Drew
Member
You don't seem to realize that you are begging the very question at issue. In your first sentence you appear to assume that a concern with "individual election" has already been established. But this is precisely what is at issue here. The rest of your post is similar - you appear to be "asking me to simply take your word on it" when you write "All you have to do to see that Paul is talking about individual election more then its national impications". Surely you realize that this is very issue on the table.mondar said:Drew said:A follow-on to my previous post. I suspect that someone could try to argue that the Old Testament allusion to "one serving the other" constitutes a sudden transition from the rather obvious "nation-level" treatment of the preceding lines to the specificity of Esau and Jacob as individuals. I had not really dealt with that possibilty but intend to.
I dont see such an effort as being pertinent to our present discussion. Abraham was chosen, there were national promises included in his individual election.
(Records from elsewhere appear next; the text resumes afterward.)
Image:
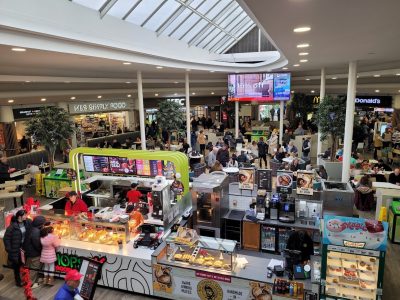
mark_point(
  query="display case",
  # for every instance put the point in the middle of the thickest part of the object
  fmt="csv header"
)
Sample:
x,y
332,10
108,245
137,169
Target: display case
x,y
206,253
78,228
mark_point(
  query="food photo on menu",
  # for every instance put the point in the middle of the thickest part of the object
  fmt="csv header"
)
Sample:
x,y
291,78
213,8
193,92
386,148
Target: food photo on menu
x,y
246,179
305,182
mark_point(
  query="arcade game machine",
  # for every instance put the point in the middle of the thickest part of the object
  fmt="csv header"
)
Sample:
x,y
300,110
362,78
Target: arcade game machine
x,y
353,258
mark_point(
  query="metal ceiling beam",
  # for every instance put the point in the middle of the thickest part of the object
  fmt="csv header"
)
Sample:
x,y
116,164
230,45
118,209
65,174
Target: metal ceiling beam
x,y
171,19
187,31
106,7
153,13
215,19
131,10
187,17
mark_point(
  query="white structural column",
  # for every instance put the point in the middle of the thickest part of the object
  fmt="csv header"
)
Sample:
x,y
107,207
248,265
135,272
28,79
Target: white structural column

God said to him that he would make of him a great nation. However, since that material is not quoted by Paul either, I dont see how it is pertinent to Pauls discussion. All you have to do to see that Paul is talking about individual election more then its national impications (but not to the exclusion of national impications) is to look at what Paul chose to quote, and what he did not quote.
I am constructing a detailed and comprehensive argument about the whole Esau / Jacob thing. I claim that the argument makes a strong case that the reference to a promise in relation to these two individuals is really not about them as individuals at all, but rather about two nations that issue from them. Of course, even I would grant that there is indeed a very limited sense in which the Esau / Jacob promise is "about individuals". But, I intend to show that the substantial underying point that Paul has in mind is about nations.